There's a flip side to this, though. There's also pressure to genuflect towards sensibilities when we discuss behavior like Wallace's. A discussion of whether or not the First Amendment permits UCLA to discipline Wallace for her speech does not and should not require a ritualistic denunciation of Wallace's behavior. People who find overtly hostile sweeping generalizations about Asians will recognize her rant as offensive whether or not a writer tells them to. People who don't find it offensive still won't even if they encounter a First Amendment analysis suggesting that they should. A demand that any discussion include a sufficient critique of racism infantalizes readers and encourages the worst right-wing stereotypes of academia. Moreover, it erodes civic literacy. A First Amendment analysis ought to be judged on its legal merits, not on its ideological compliance.
You'd think that's obvious. It's not. Blogger Angus Johnston at the blog Student Activism criticized FIRE for failing to condemn Wallace sufficiently in analyzing the First Amendment implications of her speech. In fact, by his title, Johnston suggests that a failure to condemn speech sufficiently is the equivalent of defending the content of the speech, as opposed to the right to utter the speech. Moreover:
Alexandra Wallace’s speech was detestable. If you’re going to defend it on principle, there’s no reason not to admit that.
Well, there is a reason, actually. Whether speech is "detestable" is not pertinent to the question of whether it is protected. If a writer is moved to condemn offensive speech (or ridicule the speaker, which is more our style here), there's nothing wrong with it. But measuring the value of free speech analysis by the extent to which it condemns the speakers and soothes those offended is a distraction — and more than faintly insulting to the offended besides.

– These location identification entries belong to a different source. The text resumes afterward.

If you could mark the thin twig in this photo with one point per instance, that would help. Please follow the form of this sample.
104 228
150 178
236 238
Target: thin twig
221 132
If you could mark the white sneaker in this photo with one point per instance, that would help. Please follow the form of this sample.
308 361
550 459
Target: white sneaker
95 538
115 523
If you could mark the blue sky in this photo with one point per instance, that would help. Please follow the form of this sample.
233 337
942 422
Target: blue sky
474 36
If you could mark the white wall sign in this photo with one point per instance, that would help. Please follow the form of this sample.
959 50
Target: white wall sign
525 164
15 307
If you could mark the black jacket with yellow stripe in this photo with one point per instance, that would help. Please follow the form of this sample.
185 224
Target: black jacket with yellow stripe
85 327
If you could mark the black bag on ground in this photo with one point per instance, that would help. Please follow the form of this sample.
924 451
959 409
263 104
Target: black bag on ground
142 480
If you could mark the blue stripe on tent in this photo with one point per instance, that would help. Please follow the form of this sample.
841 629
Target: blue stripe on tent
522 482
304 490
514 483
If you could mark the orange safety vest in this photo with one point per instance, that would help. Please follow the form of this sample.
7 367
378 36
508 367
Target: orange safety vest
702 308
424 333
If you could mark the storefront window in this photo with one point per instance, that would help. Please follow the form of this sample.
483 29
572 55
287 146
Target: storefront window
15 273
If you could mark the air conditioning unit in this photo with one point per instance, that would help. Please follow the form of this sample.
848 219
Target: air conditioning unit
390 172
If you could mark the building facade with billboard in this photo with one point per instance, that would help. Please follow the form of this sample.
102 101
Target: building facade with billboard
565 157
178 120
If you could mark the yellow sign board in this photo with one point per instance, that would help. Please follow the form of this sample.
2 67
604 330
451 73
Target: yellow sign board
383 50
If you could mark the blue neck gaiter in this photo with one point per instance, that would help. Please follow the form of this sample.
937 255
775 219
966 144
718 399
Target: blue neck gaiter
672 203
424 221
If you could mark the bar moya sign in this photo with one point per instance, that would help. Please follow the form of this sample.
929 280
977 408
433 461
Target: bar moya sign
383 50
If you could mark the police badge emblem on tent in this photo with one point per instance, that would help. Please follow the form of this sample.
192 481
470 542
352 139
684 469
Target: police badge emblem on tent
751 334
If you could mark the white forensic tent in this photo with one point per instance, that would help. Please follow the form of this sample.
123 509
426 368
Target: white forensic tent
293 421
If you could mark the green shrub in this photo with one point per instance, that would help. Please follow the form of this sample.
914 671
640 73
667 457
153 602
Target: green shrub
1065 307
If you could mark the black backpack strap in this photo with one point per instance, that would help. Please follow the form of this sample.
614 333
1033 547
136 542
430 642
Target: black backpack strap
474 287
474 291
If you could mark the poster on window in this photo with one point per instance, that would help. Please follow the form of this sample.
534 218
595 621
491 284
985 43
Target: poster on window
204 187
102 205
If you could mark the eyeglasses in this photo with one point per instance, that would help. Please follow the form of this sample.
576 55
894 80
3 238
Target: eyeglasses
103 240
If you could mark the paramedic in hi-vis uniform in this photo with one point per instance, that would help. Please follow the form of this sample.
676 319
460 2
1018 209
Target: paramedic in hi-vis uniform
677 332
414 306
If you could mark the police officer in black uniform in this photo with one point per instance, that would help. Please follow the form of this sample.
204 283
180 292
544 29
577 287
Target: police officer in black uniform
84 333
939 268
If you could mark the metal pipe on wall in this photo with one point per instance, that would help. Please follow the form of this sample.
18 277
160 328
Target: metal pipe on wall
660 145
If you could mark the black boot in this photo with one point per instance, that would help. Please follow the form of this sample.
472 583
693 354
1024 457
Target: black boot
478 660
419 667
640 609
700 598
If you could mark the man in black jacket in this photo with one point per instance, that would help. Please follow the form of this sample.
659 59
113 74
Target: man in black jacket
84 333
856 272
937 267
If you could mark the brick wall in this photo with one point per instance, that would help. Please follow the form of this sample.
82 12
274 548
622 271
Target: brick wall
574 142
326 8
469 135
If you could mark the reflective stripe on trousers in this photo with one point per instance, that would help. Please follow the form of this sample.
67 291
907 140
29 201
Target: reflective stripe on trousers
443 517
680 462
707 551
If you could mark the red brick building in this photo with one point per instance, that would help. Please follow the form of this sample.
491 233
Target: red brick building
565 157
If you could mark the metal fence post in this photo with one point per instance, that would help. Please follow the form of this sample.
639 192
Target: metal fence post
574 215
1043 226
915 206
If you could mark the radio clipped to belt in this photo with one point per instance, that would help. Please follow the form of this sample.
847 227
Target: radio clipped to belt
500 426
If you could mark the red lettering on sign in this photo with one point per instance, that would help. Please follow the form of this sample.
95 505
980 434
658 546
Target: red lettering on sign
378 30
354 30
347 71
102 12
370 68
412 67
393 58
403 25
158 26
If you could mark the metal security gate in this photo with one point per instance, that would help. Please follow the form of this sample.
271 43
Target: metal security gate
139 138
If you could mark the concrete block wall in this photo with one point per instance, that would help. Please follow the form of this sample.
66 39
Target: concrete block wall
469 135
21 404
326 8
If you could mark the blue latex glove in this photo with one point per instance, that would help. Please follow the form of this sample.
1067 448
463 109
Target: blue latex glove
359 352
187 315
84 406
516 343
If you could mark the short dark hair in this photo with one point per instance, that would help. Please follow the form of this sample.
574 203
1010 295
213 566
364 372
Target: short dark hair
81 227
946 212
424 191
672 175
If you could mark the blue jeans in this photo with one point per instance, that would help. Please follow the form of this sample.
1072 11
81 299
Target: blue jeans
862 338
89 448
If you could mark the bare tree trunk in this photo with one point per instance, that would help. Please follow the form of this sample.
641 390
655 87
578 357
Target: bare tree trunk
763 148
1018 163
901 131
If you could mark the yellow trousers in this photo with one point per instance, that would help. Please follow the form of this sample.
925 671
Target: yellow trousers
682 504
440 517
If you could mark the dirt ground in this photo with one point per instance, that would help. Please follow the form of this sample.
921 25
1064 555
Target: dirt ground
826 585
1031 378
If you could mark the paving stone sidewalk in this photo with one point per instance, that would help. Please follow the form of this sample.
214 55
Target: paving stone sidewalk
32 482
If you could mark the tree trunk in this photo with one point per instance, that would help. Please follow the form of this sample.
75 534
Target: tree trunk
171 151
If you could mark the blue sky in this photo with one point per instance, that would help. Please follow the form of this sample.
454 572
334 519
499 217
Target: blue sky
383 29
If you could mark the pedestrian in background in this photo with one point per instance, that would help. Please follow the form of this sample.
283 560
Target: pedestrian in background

In a follow-up, Johnston argues that FIRE downplays and misrepresents the offensive nature of speech it defends:
Again, I respect FIRE’s principles as articulated. I can accept their belief that the work they do requires them to do no more than “present … all the evidence that we have about the expression in question in order to help people make up their minds for themselves.” But that’s not how Shibley approached the Wallace case, and it’s not how FIRE addressed the two previous cases I’ve highlighted. In each of these three cases, representatives of FIRE offered partial and incomplete descriptions of presumptively racist and/or sexist speech, with their omissions serving to create the impression that the speech was less obnoxious than it actually was. And in each of these three cases those same representatives offered editorial defenses of that speech on content-based rather than civil libertarian grounds.
Yet, quite significantly, Johnston utterly fails to explain how FIRE's alleged omissions or distortions were material. That is, Johnson fails to explain how, if FIRE had described the racist speech more vividly, it should have changed FIRE's First Amendment analysis or conclusions. No, what Johnston is talking about is ideological compliance — the notion that there ought not be any discussion of racist speech without a full exposition of the speech and a painstaking denunciation, even if the full details are not relevant to the First Amendment analysis.
That's genuflection. It's no more persuasive that Alexandra Wallace's genuflection. If FIRE engaged in ritual denunciation because it felt that it was expected to do so, then they would be, like Wallace, undermining themselves with a form of cowardice — they would be conveying the message that a discussion of free speech stands not on its legal and civic merits but on its ideological compliance.
Fortunately, FIRE doesn't roll that way. Neither should we.